OPERASYON DÖNÜŞÜ KAZA GEÇİRDİK
Operasyonlar sırasında içsel çatışmalar, yaşamsal kaygılar, geride bekleyenler gibi birçok etkenin işin içine girdiğini vurgulayan Yılmaz Sevgül, kitapta bu çelişkileri de dillendirdiğini belirtti. Bugüne kadar katıldıkları operasyonlarda birçok insanı hayata döndürdüklerini vurgulayan Yılmaz Sevgül, 2000 yılında ise ekip olarak kendilerinin bir kurtarma operasyonuna konu olduğundan bahsetti. 4 kişilik ekiple bir gece kurtarma operasyondan dönüşte 60 metrelik uçurumdan yuvarlandıklarını kaydeden Yılmaz Sevgül, şöyle konuştu:
"Kayalıklarda mahsur kalmış bir vatandaşı kurtardıktan sonra gece dönerken virajlı yolda uçurumdan aşağı gittik. Aracın içinde 4 kişi vardık ve her anını hatırlıyorum. Aracın taklalarını, kafamızı vuruşumuzu, arabanın üst kabininin gitmesi, o gecenin karanlığında büyük bir kaos yaşadık ve 60 metre sonra araba sırt üstü sürüklenerek durdu. İki arkadaşımız arabadan dışarı fırladı ve çok ağır yaralandı. Biz de arabanın içinde sıkışarak kurtarılmayı bekledik.
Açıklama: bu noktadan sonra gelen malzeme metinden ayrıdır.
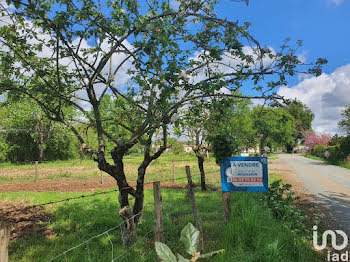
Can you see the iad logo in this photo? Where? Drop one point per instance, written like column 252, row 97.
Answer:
column 336, row 244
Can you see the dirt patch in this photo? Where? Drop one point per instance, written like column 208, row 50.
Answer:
column 24, row 220
column 74, row 185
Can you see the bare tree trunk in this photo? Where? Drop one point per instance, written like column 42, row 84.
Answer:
column 262, row 145
column 200, row 159
column 41, row 147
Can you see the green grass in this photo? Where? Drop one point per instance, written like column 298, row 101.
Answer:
column 338, row 163
column 252, row 234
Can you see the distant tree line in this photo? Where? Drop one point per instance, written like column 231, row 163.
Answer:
column 335, row 149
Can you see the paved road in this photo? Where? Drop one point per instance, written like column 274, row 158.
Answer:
column 330, row 183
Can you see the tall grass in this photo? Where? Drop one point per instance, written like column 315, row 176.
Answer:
column 252, row 234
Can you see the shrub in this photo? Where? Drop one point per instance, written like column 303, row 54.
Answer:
column 318, row 150
column 335, row 154
column 190, row 239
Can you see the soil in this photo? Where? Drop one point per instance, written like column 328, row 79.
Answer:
column 24, row 220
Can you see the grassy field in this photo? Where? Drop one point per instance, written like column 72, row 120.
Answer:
column 252, row 234
column 339, row 163
column 159, row 169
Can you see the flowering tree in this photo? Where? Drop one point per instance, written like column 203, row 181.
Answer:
column 153, row 58
column 312, row 139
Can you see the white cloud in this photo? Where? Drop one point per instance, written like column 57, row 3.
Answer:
column 326, row 96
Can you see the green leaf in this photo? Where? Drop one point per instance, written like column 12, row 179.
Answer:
column 164, row 252
column 182, row 259
column 190, row 238
column 212, row 253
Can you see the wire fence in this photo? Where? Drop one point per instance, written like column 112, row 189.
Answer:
column 112, row 246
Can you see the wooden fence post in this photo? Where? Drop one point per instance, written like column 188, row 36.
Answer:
column 226, row 203
column 36, row 171
column 158, row 213
column 174, row 175
column 4, row 241
column 194, row 207
column 101, row 177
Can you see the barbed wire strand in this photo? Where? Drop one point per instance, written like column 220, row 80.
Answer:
column 137, row 241
column 95, row 194
column 96, row 236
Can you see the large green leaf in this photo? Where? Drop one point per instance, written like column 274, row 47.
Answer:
column 190, row 238
column 212, row 253
column 182, row 259
column 164, row 252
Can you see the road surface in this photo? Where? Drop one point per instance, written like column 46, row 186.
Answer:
column 331, row 184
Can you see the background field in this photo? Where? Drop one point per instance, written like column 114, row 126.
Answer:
column 40, row 234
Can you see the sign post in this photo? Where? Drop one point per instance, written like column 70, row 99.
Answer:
column 244, row 174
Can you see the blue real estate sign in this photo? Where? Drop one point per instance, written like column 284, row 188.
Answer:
column 244, row 174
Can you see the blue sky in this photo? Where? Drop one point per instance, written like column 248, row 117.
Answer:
column 323, row 25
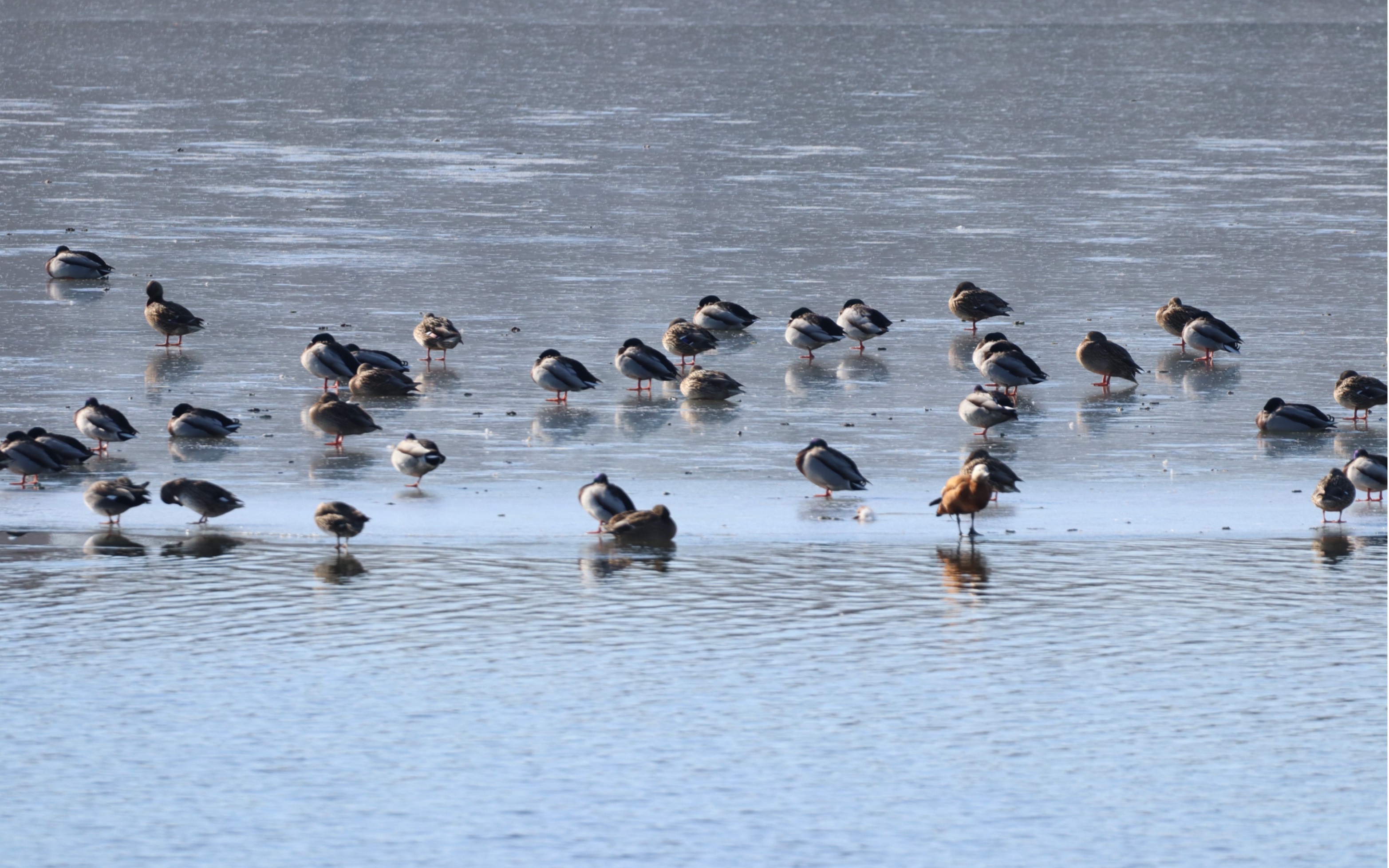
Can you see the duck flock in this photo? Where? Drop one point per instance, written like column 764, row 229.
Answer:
column 377, row 373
Antalya itfaiyesinden gelen ekipler bizi o arabanın içinden 3- 3.5 saatte çıkardı. Biz hep kahraman değiliz, başımızı belaya da sokabiliriz. Biz de zayıf duruma düşebiliriz. Hepimiz sonuçta insanız, mükemmel değiliz. Bizim hatamız arama kurtarma dışında, trafik kazasında oldu. Ama arama kurtarma operasyonlarında hiç hatamız olmadı, riskli duruma düşmedik."